# 9W NJ ride



## greg12666 (Mar 29, 2012)

I have never ridden on 9W in NJ but I have been told it's a nice ride. How is the road and the traffic situation ????


----------



## trener1 (Jan 22, 2004)

It ebbs and flows, some parts have a really nice shoulder and at some parts the shoulder gets really narrow, but as long as you keep your head up you should be fine.


----------



## BeepBeepZipTang (Oct 8, 2009)

Its a good ride to NY and Back to NJ. You can catch some nice riders to chat and pull.
Careful of the police . They are strict with traffic lights.


----------



## Madone 2012 (Apr 14, 2012)

It's a great ride around the Palisades and to the GW Bridge.

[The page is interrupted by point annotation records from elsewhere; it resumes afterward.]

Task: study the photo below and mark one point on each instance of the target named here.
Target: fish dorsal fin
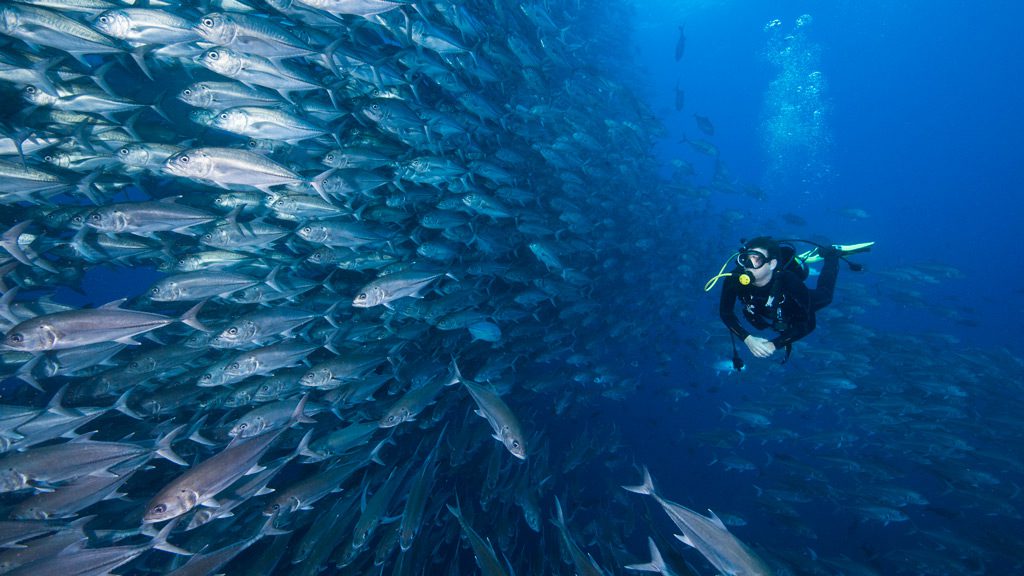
(718, 522)
(685, 539)
(115, 304)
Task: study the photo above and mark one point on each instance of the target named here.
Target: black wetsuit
(791, 312)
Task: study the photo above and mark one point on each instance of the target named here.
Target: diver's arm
(727, 309)
(798, 313)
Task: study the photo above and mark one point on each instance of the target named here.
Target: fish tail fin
(646, 488)
(164, 446)
(656, 563)
(160, 541)
(559, 520)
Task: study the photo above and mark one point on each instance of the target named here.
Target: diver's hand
(760, 347)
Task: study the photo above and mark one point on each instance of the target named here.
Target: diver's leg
(822, 294)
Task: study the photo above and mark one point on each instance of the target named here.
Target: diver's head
(759, 257)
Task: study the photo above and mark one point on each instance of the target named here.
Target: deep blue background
(925, 121)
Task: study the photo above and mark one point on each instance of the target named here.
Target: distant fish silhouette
(681, 43)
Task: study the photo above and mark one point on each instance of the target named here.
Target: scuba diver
(769, 283)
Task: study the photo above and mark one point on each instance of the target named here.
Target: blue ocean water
(892, 122)
(834, 122)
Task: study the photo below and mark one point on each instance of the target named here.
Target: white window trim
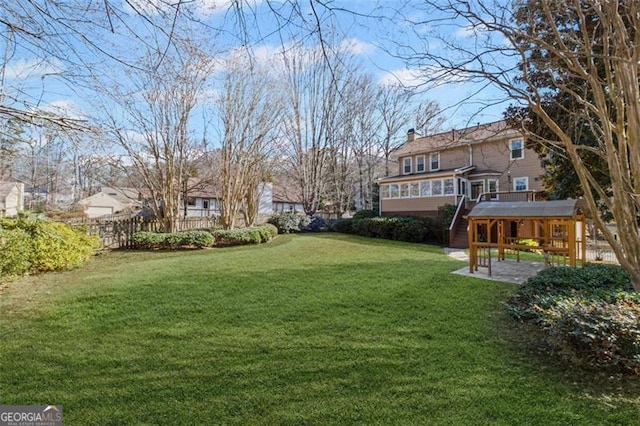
(404, 172)
(526, 179)
(431, 162)
(424, 164)
(497, 181)
(511, 157)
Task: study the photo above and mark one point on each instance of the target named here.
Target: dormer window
(516, 147)
(406, 166)
(434, 161)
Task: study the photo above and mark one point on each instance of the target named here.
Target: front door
(477, 188)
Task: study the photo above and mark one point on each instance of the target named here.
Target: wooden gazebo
(557, 228)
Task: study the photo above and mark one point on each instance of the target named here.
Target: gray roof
(6, 188)
(527, 209)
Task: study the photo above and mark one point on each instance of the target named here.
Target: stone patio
(509, 271)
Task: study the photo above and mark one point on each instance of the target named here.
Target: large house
(449, 167)
(11, 198)
(110, 201)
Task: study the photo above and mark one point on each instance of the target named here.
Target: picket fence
(115, 231)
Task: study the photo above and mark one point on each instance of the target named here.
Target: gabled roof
(286, 191)
(527, 209)
(455, 138)
(6, 188)
(123, 195)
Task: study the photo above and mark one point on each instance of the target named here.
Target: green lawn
(309, 329)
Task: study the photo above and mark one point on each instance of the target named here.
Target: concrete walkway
(508, 271)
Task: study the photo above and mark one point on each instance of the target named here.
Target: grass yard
(309, 329)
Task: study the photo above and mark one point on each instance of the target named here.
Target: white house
(11, 198)
(111, 201)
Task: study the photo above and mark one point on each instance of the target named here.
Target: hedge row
(242, 236)
(589, 316)
(31, 244)
(201, 239)
(174, 240)
(401, 228)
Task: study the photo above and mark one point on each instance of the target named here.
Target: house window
(414, 189)
(425, 188)
(434, 161)
(449, 188)
(517, 149)
(521, 184)
(406, 166)
(436, 187)
(493, 187)
(393, 191)
(385, 191)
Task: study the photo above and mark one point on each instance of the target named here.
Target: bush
(364, 214)
(198, 239)
(590, 315)
(242, 236)
(400, 228)
(17, 252)
(597, 333)
(148, 240)
(289, 222)
(185, 239)
(316, 224)
(33, 244)
(342, 225)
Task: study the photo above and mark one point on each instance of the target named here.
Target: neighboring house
(11, 198)
(286, 198)
(449, 167)
(110, 201)
(205, 200)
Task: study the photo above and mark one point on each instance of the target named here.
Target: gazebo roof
(527, 209)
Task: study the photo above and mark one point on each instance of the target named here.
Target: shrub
(155, 240)
(590, 315)
(17, 252)
(289, 222)
(401, 228)
(198, 239)
(597, 333)
(57, 246)
(148, 240)
(316, 224)
(255, 235)
(364, 214)
(342, 225)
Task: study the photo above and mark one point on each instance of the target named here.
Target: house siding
(489, 154)
(413, 205)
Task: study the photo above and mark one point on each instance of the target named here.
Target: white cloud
(26, 68)
(63, 108)
(357, 47)
(201, 7)
(404, 77)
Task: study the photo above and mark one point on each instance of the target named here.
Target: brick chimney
(411, 135)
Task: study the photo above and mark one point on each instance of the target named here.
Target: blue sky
(376, 30)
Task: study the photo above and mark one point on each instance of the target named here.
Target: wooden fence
(116, 231)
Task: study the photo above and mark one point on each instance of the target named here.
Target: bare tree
(592, 51)
(151, 125)
(315, 81)
(249, 109)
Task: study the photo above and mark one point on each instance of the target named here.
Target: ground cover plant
(589, 316)
(31, 244)
(309, 329)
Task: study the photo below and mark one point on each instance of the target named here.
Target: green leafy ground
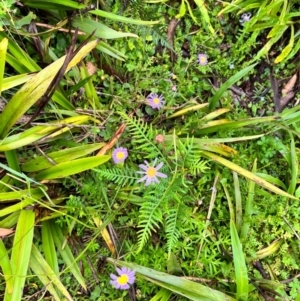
(223, 222)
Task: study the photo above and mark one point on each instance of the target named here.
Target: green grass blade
(54, 4)
(21, 253)
(47, 276)
(249, 205)
(6, 268)
(162, 295)
(205, 17)
(294, 167)
(247, 174)
(213, 100)
(65, 169)
(122, 19)
(35, 88)
(66, 254)
(238, 202)
(49, 246)
(241, 274)
(40, 162)
(101, 31)
(3, 49)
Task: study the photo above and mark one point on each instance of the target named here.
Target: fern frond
(150, 218)
(120, 176)
(143, 136)
(172, 230)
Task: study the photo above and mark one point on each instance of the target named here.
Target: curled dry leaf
(289, 85)
(4, 232)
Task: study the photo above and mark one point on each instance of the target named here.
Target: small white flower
(151, 172)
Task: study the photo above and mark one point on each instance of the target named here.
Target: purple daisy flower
(202, 59)
(120, 154)
(245, 17)
(151, 172)
(155, 101)
(122, 281)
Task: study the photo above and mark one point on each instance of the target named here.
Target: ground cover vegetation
(149, 150)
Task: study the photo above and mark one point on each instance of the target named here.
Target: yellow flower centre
(123, 279)
(120, 155)
(151, 172)
(156, 100)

Some nice backroads in the area where you can avoid most traffic and lot of traffic lights.


----------



## jnotv (Jan 13, 2008)

*Is it a viable option during the week after work?*

I work in the Bronx and 9W would be a great after work ride for me?


----------



## gpcyclist25 (Mar 22, 2011)

It's a hugely popular ride with all Manhattan cyclists - its a launch point to Piermont, Nyack, Haverstraw, Bear Mtn, etc.


----------



## stoked (Aug 6, 2004)

Heading up to Bear Mtn via henry hudson park( aka river rd), 9w, 7 Lakes Saturday morning. It will be 95 miles from GWB and 9000ft climbing. Anyone wants to join PM me.


----------



## eugenetsang (Jun 9, 2011)

Jnotv,

I recommend you riding on the weekends when motor traffic is light. Not sure if you want to ride at night when there is no light. Unless you can get out on the road early enough and get back before night fall. 

It can get hairy out there


----------



## gpcyclist25 (Mar 22, 2011)

The other alternative, which the NYCC often does, is to do the ride one-way and take Metro-North back into town. This way you can go all the way through Bear Mtn and cross over to Cold Spring to take the train back down.


----------



## Banks246 (Jul 3, 2011)

Do you need a permit to take your bike on Metro-North?


----------



## NYC_CAAD (May 4, 2011)

A bit more info for you!

*Bergen County's 9W is a world-class cycling destination*

Bergen County's 9W is a world-class cycling destination - NorthJersey.com



greg12666 said:


> I have never ridden on 9W in NJ but I have been told it's a nice ride. How is the road and the traffic situation ????


----------



## gpcyclist25 (Mar 22, 2011)

I rode it today - it was absolutely overrun with cyclists. To answer the above, the traffic is generally fine; the only issue is within Piermont and Nyack (off 9W), where the road narrows a bit and you can definitely be holding up car traffic.

As for Metro-North, I believe you do need a pass - the NYCC apparently manages to make arrangements with Metro-North in advance so that they open up special cars for them. I imagine this isn't a problem because on weekends they're often dragging extra cars back into the city, especially in the afternoons.


----------